The construction of the bridge was also central to the regeneration plan for the area (the green corridor of Vitoria). The project was intended to improve the mobility between the Abetxuko neighbourhood and the centre of Vitoria, connecting the neighbours physically and socially.

==Description==
The bridge is a continuous structure with three spans, two of 26 m and a main span of 40 m, and a total deck width of 31.4 m. It carries four road traffic lanes, a central tramway line with two tracks, and two pedestrian walkways. The structural system consists of two parallel trusses with organic forms, their dimensions adjusted according to the structural requirements. The trusses are inclined 5° from the vertical to create a more dynamic appearance for the bridge.

The structure is formed by two longitudinal trusses. The design of the trusses goes beyond the traditional forms, and introduces complex forms of organic shapes whose dimensions fit the resistant requirements. The designers responsible for the creation of the bridge, who have defined the structure as a living work capable of fitting into its surroundings, have used weathering steel to recall the work of Basque artists such as Chillida and Oteiza.

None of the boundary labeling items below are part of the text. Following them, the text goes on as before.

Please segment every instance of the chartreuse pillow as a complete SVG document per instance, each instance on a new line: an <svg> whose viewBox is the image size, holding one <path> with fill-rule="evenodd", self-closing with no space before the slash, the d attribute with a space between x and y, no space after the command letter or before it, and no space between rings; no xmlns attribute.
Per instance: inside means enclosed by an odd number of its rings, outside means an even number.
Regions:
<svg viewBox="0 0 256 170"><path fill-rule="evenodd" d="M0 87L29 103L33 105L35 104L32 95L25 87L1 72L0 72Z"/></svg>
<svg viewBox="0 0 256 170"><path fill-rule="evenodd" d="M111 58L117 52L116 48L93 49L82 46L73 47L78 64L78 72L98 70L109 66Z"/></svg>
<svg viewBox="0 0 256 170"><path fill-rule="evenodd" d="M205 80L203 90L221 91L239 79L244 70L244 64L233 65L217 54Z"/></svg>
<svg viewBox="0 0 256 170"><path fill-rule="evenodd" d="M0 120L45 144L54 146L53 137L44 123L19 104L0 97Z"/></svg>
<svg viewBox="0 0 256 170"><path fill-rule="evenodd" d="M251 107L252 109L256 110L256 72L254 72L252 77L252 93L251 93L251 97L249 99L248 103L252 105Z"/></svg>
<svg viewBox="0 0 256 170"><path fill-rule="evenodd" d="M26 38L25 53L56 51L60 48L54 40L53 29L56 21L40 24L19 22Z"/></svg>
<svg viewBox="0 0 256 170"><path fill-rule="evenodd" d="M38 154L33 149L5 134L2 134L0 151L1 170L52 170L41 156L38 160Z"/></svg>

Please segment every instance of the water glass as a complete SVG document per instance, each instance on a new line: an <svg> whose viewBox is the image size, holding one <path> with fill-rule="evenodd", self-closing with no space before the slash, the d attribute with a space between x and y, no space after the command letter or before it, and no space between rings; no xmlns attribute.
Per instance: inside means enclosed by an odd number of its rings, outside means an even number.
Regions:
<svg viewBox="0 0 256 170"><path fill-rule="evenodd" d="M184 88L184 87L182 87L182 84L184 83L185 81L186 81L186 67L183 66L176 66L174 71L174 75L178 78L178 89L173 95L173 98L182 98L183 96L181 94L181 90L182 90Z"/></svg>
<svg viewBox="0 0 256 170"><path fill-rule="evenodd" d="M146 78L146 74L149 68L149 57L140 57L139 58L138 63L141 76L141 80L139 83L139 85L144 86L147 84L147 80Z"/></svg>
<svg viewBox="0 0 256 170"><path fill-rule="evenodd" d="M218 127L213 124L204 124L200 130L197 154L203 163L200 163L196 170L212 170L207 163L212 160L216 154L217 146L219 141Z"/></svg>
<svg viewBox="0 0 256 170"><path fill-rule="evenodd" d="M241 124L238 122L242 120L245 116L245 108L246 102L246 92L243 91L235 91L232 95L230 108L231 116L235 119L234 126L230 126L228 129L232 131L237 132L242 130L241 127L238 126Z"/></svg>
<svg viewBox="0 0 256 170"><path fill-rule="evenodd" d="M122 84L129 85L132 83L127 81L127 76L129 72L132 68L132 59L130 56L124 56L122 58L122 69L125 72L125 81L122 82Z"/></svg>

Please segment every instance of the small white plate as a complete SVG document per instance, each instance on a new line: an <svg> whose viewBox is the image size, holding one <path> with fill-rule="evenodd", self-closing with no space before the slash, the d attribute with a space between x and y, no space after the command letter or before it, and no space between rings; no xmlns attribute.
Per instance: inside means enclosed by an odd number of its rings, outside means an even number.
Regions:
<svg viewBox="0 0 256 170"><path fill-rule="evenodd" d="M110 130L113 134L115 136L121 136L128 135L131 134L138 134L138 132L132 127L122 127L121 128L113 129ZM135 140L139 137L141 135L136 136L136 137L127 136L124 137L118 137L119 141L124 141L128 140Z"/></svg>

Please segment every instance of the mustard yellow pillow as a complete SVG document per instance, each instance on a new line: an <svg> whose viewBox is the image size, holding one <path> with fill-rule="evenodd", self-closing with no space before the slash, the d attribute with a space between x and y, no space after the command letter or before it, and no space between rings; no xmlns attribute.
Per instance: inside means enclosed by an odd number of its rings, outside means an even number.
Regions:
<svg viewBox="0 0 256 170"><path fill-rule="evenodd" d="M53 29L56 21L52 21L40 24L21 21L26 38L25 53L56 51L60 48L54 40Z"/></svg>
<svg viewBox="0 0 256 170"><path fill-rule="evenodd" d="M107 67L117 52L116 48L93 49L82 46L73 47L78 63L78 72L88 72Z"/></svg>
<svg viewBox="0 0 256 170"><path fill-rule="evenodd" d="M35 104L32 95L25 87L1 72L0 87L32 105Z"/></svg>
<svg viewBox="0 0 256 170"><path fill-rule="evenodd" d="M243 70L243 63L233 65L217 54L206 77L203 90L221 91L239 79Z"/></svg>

The traditional truss spaces become alveoli of varied forms whose appearance invites very different perspectives. The bridge has the property of changing in colour over time, something that, together with the shadows it projects at certain times of the day, transforms it into a structure that changes together with its surroundings.

The total cost of the structure was approximately €2.7 million (935 €/m^{2}), which is only about 10–15% more than a standard steel bridge of the same dimensions.

==Construction==
Construction of the bridge began in March 2006, and was successfully completed in December.